A note about solar powered pumps:
It does seem kind of silly to use an AC circulation pump -why pay your electric utility for Kilowatts of peak use energy when you can get it for free from the sun? The relatively small investment in a solar panel will be recovered in a few years. Solar power is more reliable than our aging power grid which could fail in the middle of a hot sunny day potentially causing a catastrophic system failure. If the collectors heat the glycol fluid above 250 degrees or so it will turn acidic and eventually eat through the pipes. Of course the P/T valve may also blow, dumping fluid and depressurizing the system.

Surge Protection is Built in
Note that the controllercontains a surge protector which will protect the electronic motors and other electronics like power optimizers. Any voltage over 40 Volts will be clamped inside the DTC - and shorted back to the PV panel.

DC power sources
The input to the solar controller can come from any source of DC voltage including a solar panel, battery or a Wall power adapter (wall wart). If powering a 10 Watt pump the wall wart should be sized about double the wattage of the pump. So a 10 Watt pump would need a 12 Volt 1.5 Amp adapter.

FEATURES
· Operates from 3.5 to 24 Volts. 30V MAX!
· Uses standard 10K thermistor temperature sensors
· Ambient Operating Temperature 32 - 158F (0 - 70C)
· Manual override switch has ON/AUTO/OFF to simplify testing
· Green LED load power indicator
· Switches up to 6 Amps (72 Watts)
· Replaceable 6 amp 3AG type fuse inside
· Built in surge protection protects electronic motors
· Under 3mA power consumption (when load is off)

CONTROLS
Inside the unit there is a switch with 3 positions:
ON - load is always on.
AUTO - load only powered if S1 is hotter than S2.
OFF - load is off.
The switch is intended primarily for testing, and should be left in the
AUTO position for normal operation. The green LED will light to let you
know when the load should be operating. When replacing the cover -
be sure that the LED aligns with the hole in the cover.
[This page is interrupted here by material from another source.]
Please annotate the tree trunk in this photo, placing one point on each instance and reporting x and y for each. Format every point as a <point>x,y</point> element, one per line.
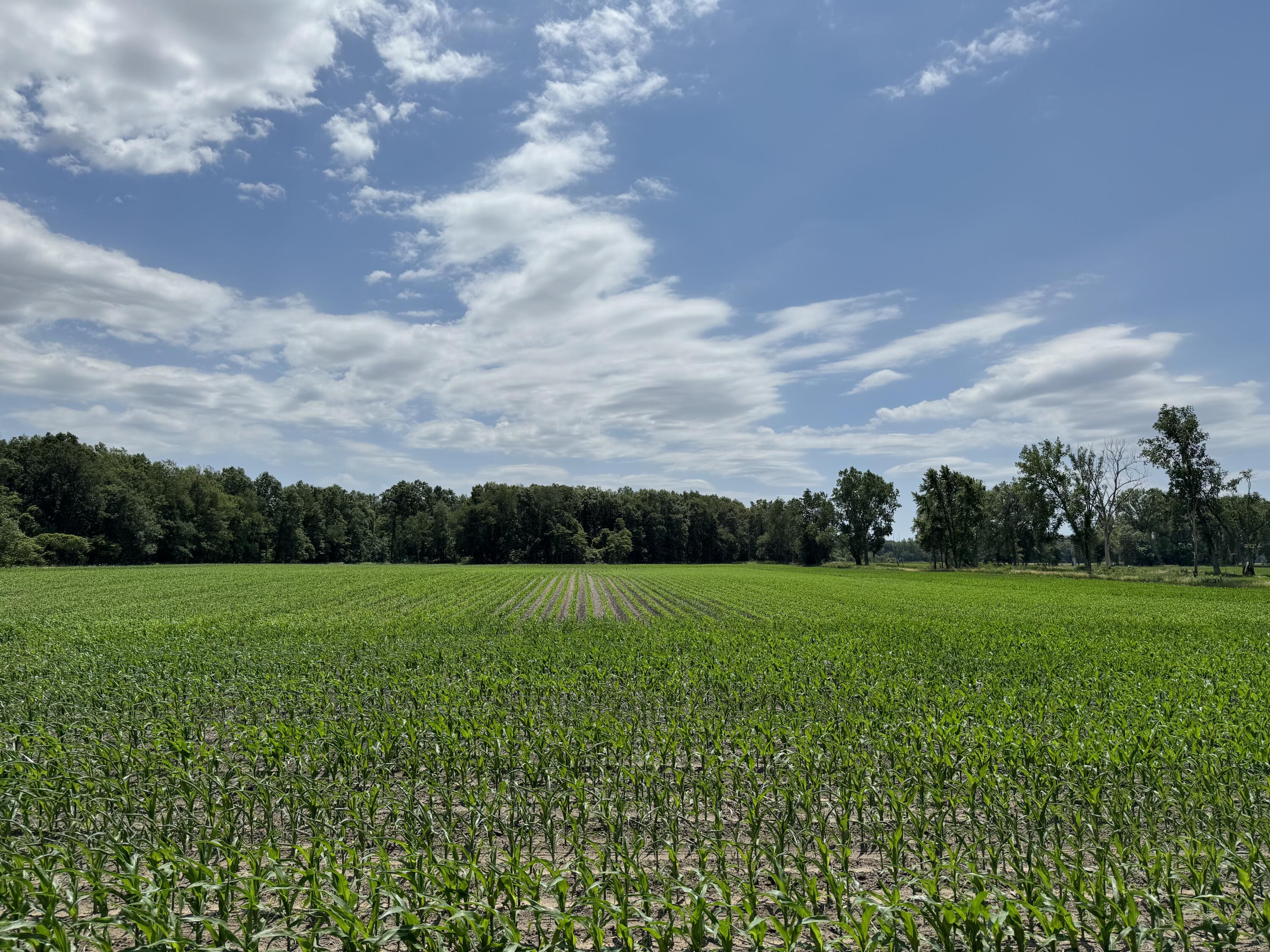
<point>1194,548</point>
Flat plate vs. evacuated tube collectors.

There is an inherent mis-match between the efficiency of PV panels and solar thermal collectors such that the PV will have enough power to run a pump when the collector is not hot enough to be useful. This is most pronounced in cold climates. This is less true of evacuated tube collectors which are more efficient and do not radiate heat the way that flat plate collectors can.
Late in the day when your storage tank has accumulated a lot of heat on a cold sunny day is the point at which you may need to shut off your pump. The collectors are not getting enough sun to generate a higher temperature than the stored water. What happens if the pump continues running is that your stored heat is radiated out from flat plate collectors. With evacuated tubes you are likely to be pumping cooler water into the tank. The controller is designed to prevent this from happening.

Delta-T (aka hysteresis)

What does this mean? Delta is Greek symbol used to denote Difference, and T = temperature. Many other (AC powered) DTC's on the market have an adjustable Delta-T that sets the difference beween the sensor temperatures before the pump is activated. The controller does not, it
simply switches the pump on the moment one sensor (S1) is hotter than the other (S2) and turns it off the moment that S1 is cooler than S2.

This makes the design simpleand guarantees that you are never lowering the temperature
of your stored water - even by a fraction of a degree.
Placement of the sensors must be carefully considered toaccount for temperature drops across both sides of a heat exchanger.

Sensor location

Pressurized glycol systems.
On single pumped systems (where the heat exchenager is inside the storage tank) the hot (S1) sensor should be mounted to the pipe within 6" of the exit at top of the collector. This ensures a rapid response.
On double pumped systems where one pump circulates the collector to HX and another circulates from HX tostorage, the hot (S1) sensor should be attached to the pipe that comes from the collectors about 2-3 feet before it enters the heat exchanger. The controller should then be
used to switch the secondary pump.
The cool sensor (S2) should be located where it measures the lowest temperature of the stored water. This can be the pipe that returns to the heat exchanger from the storage tank, or if you can access the surface of the tank, then attach the sensor to the tank wall about 1/4 from the bottom.
Be sure the sensors are insulated from exposure to ambient air, since this will affect the reading. On pipe runs the sensors can be attached with a pipe clamp and wrapped with insulation.